The shrewdest analysts of the Balkan tragedy have always seen Slobodan Milosevic as a cynic, a pragmatist, a deft tactician, if a rather bad strategist.
So it makes sense that Milosevic should be taking this rejectionist stand toward the Hague tribunal. After all, it's not like there's anyone he can roll on; and not like anyway he's going to beat the rap. So why not go out with a flourish? And maybe inflict a little pain on his enemies along the way.
Milosevic now seems intent on putting the international community on trial with him, and attempting to make them appear complicit in his crimes. According to this BBC report, he plans particularly to target the British, especially two Tory Foreign Ministers from the early and middle nineties.
In any real sense, of course, this claim is utterly bogus. But it's not an entirely idle threat.
At various points over the last dozen years, the West saw Milosevic as useful, or at least someone they had to deal with. Most famously, at the Dayton peace talks, he was treated as something of a peace maker, and to a degree he actually delivered -- knocking the heads of Bosnian Serb chieftains and forcing them to get on board.
For the Europeans and the Brits there is even more awkwardness. After his retirement, for instance, Douglas Hurd, Tory Foreign Secretary in the early-mid 1990s, got involved with all manner of debt restructuring and telecom work for Milosevic's government. This of course was during one of Milosevic's 'good-guy' phases.
Again, the point is not that NATO governments share any real complicity in Milosevic's crimes; nor did various prime ministers and foreign ministers -- faced with few good options -- lack good reasons for dealing with Milosevic, and even in some sense propping him up.

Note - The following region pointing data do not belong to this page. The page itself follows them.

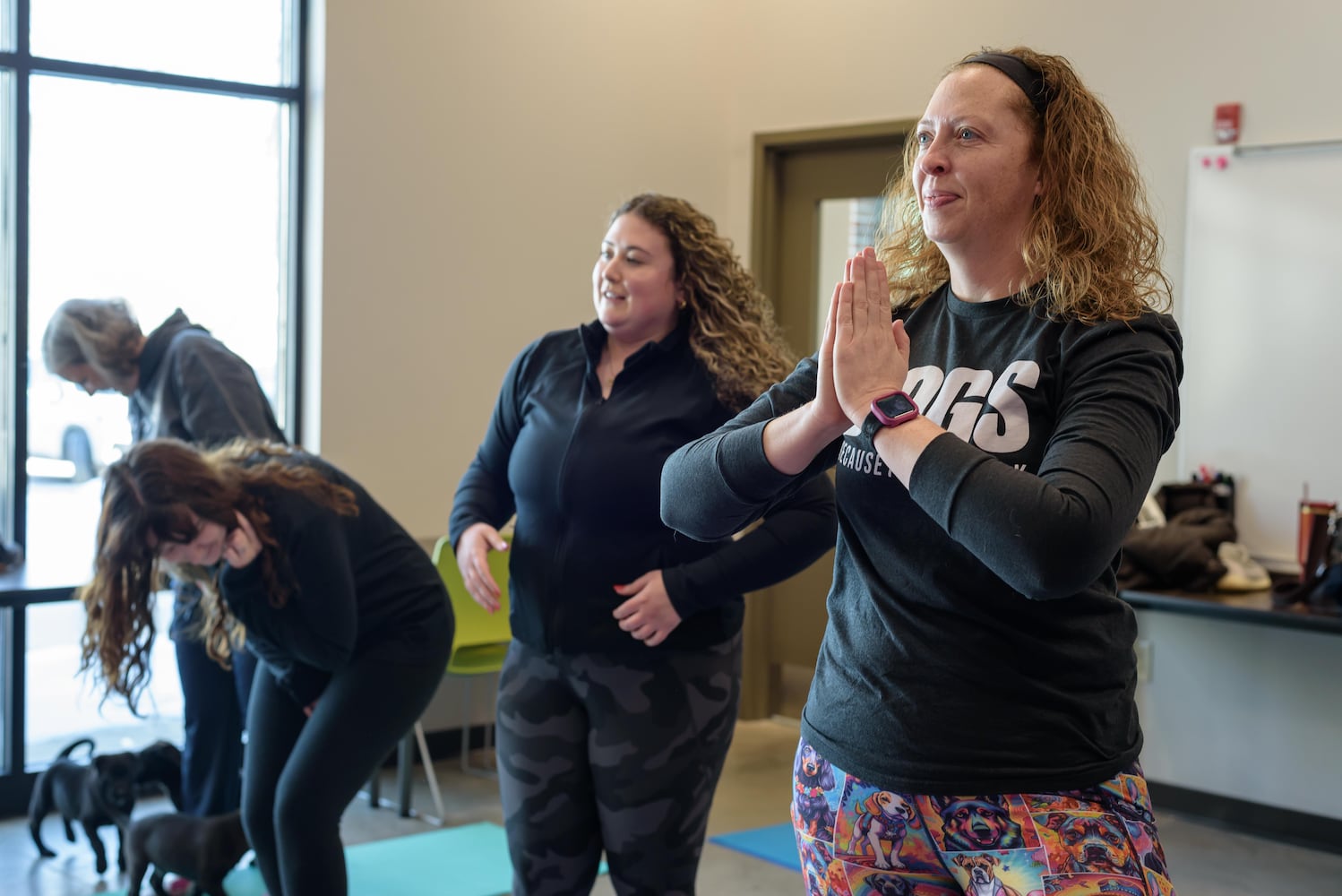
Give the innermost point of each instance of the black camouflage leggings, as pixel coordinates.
(598, 753)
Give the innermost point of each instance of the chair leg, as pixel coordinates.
(430, 774)
(466, 730)
(404, 760)
(478, 771)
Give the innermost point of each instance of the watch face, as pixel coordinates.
(895, 405)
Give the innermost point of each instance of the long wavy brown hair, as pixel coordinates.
(733, 332)
(148, 499)
(1091, 240)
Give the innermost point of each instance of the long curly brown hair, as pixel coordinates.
(148, 499)
(732, 328)
(1091, 240)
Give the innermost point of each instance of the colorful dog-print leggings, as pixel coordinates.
(856, 839)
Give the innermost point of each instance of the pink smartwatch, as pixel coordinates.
(889, 410)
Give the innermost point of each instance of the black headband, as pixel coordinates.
(1031, 81)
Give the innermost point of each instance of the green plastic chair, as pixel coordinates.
(479, 645)
(481, 640)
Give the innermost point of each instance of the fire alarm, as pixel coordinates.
(1226, 124)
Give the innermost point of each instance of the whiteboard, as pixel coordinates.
(1261, 320)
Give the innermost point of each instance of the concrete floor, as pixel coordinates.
(1204, 860)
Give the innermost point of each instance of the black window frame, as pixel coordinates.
(16, 591)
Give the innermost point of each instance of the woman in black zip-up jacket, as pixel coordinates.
(619, 695)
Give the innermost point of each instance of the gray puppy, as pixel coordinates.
(200, 849)
(99, 794)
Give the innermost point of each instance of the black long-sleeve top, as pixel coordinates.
(582, 477)
(358, 585)
(194, 388)
(976, 642)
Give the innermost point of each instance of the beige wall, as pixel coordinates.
(473, 151)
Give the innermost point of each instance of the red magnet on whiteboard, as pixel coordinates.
(1226, 124)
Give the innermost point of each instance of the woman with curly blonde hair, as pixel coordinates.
(619, 694)
(344, 610)
(973, 696)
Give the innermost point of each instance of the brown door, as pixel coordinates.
(816, 202)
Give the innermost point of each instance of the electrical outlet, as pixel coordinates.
(1145, 658)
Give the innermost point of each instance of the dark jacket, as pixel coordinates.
(194, 389)
(582, 474)
(360, 586)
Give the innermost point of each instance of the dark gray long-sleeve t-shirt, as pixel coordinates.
(976, 642)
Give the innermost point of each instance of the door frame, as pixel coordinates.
(759, 685)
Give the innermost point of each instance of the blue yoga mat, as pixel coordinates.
(470, 860)
(776, 844)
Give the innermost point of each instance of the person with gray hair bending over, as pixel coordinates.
(184, 383)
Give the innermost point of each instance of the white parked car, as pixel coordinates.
(73, 435)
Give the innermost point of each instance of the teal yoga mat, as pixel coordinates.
(776, 844)
(470, 860)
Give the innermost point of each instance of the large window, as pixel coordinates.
(151, 151)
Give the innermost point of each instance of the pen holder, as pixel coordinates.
(1312, 538)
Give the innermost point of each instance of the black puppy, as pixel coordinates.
(99, 794)
(199, 849)
(813, 776)
(160, 771)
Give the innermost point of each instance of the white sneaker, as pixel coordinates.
(1243, 573)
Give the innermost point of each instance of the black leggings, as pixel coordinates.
(301, 773)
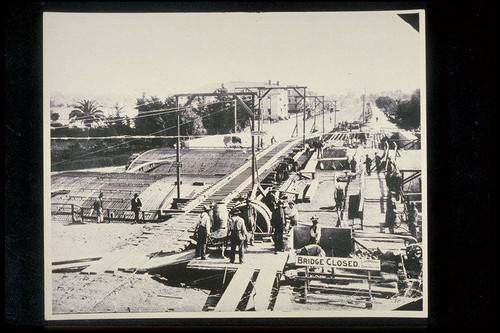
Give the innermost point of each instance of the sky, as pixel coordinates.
(168, 53)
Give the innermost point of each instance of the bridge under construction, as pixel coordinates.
(155, 270)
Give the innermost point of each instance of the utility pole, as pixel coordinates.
(364, 95)
(253, 142)
(304, 122)
(178, 153)
(323, 108)
(261, 123)
(335, 115)
(235, 117)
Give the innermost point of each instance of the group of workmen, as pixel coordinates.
(98, 208)
(240, 232)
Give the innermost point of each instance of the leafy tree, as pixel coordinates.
(155, 115)
(54, 116)
(87, 111)
(408, 112)
(387, 104)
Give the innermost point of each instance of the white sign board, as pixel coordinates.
(332, 262)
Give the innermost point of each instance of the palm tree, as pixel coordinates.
(86, 111)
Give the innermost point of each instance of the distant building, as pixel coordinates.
(294, 101)
(275, 104)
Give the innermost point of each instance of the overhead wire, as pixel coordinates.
(133, 140)
(142, 114)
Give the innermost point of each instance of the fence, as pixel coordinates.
(77, 214)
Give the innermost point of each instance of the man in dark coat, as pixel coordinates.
(237, 235)
(136, 206)
(368, 165)
(278, 224)
(201, 231)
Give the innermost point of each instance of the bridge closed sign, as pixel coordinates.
(332, 262)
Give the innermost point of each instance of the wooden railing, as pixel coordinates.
(78, 214)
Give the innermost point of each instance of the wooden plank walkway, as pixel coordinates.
(259, 256)
(375, 195)
(264, 287)
(234, 291)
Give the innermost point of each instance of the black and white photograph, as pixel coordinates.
(235, 165)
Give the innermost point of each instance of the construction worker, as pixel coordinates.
(390, 216)
(201, 232)
(251, 220)
(313, 250)
(98, 208)
(292, 213)
(412, 220)
(136, 206)
(278, 224)
(314, 231)
(368, 165)
(237, 234)
(338, 195)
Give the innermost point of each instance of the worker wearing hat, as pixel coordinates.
(237, 234)
(292, 213)
(278, 224)
(314, 231)
(202, 230)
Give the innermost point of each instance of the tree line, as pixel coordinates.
(406, 112)
(156, 116)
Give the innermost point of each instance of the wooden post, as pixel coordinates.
(369, 304)
(177, 150)
(306, 285)
(253, 142)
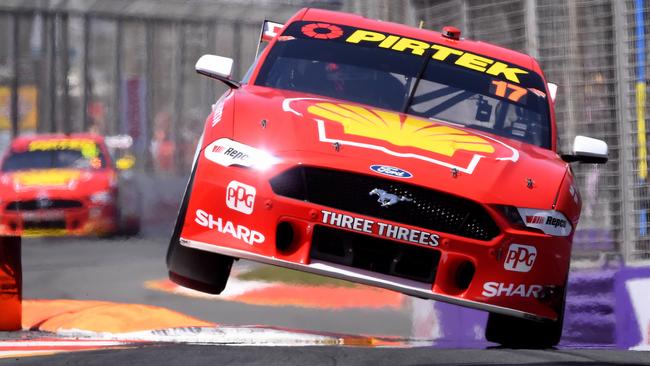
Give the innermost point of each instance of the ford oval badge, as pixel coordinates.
(391, 171)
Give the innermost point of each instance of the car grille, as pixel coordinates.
(47, 204)
(426, 208)
(374, 254)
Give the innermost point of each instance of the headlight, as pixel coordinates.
(550, 222)
(227, 152)
(103, 198)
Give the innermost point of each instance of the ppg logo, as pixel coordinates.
(240, 197)
(520, 258)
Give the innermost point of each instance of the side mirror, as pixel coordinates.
(217, 67)
(552, 89)
(125, 163)
(587, 150)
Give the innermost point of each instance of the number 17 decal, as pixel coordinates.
(516, 92)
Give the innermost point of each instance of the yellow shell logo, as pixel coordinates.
(410, 132)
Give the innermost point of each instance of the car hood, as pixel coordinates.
(81, 182)
(313, 130)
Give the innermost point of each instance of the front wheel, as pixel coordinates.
(192, 268)
(514, 332)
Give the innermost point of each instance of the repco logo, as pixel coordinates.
(552, 221)
(240, 197)
(520, 258)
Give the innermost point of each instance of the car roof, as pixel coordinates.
(21, 142)
(478, 47)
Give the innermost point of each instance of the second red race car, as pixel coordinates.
(54, 185)
(392, 156)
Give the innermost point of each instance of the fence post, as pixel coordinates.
(66, 122)
(11, 283)
(624, 129)
(530, 20)
(15, 83)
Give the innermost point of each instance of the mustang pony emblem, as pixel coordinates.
(388, 199)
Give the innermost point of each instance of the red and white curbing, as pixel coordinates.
(49, 346)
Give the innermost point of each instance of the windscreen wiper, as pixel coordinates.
(426, 59)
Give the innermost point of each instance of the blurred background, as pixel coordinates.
(127, 67)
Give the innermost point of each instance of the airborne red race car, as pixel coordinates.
(56, 184)
(391, 156)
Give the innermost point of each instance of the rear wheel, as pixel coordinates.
(192, 268)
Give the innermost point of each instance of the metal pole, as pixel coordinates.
(52, 76)
(179, 77)
(40, 65)
(149, 84)
(66, 122)
(85, 122)
(530, 15)
(236, 43)
(116, 125)
(15, 77)
(625, 132)
(464, 18)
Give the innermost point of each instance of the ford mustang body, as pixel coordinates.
(392, 156)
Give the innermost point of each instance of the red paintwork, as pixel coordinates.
(90, 218)
(294, 138)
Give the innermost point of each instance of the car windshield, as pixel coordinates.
(88, 157)
(413, 76)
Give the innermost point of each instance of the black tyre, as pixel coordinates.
(522, 333)
(192, 268)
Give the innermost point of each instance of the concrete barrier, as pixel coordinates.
(10, 284)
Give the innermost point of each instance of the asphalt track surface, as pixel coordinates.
(189, 355)
(116, 269)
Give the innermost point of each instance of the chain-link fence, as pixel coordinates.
(124, 67)
(595, 51)
(129, 70)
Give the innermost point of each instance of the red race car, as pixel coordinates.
(392, 156)
(58, 184)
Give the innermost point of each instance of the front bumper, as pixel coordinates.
(464, 271)
(81, 221)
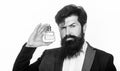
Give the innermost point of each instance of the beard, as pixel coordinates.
(70, 48)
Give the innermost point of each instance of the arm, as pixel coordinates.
(23, 60)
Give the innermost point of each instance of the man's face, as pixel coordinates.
(72, 36)
(70, 26)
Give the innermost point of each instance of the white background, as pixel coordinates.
(18, 18)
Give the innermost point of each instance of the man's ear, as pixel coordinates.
(84, 28)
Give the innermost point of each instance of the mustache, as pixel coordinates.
(69, 36)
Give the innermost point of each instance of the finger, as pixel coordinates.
(43, 29)
(35, 31)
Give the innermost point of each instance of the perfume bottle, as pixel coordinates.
(49, 36)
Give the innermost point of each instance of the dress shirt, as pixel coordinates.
(75, 63)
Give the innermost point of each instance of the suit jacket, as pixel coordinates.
(95, 60)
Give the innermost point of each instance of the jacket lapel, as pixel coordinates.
(89, 57)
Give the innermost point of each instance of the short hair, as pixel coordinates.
(71, 10)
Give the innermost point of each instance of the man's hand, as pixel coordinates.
(36, 38)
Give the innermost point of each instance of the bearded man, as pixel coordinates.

But Milosevic can throw light on the West's back-and-forth positioning over the course of the 1990s -- sometimes denouncing him as an arch-war criminal, at other times giving him a good cleaning and dressing him up as a potential peace partner. He could embarrass Western leaders by highlighting their often erratic and cowardly stance toward the Balkan tragedy for much of the decade, their own crimes of omission, and their own connections to him.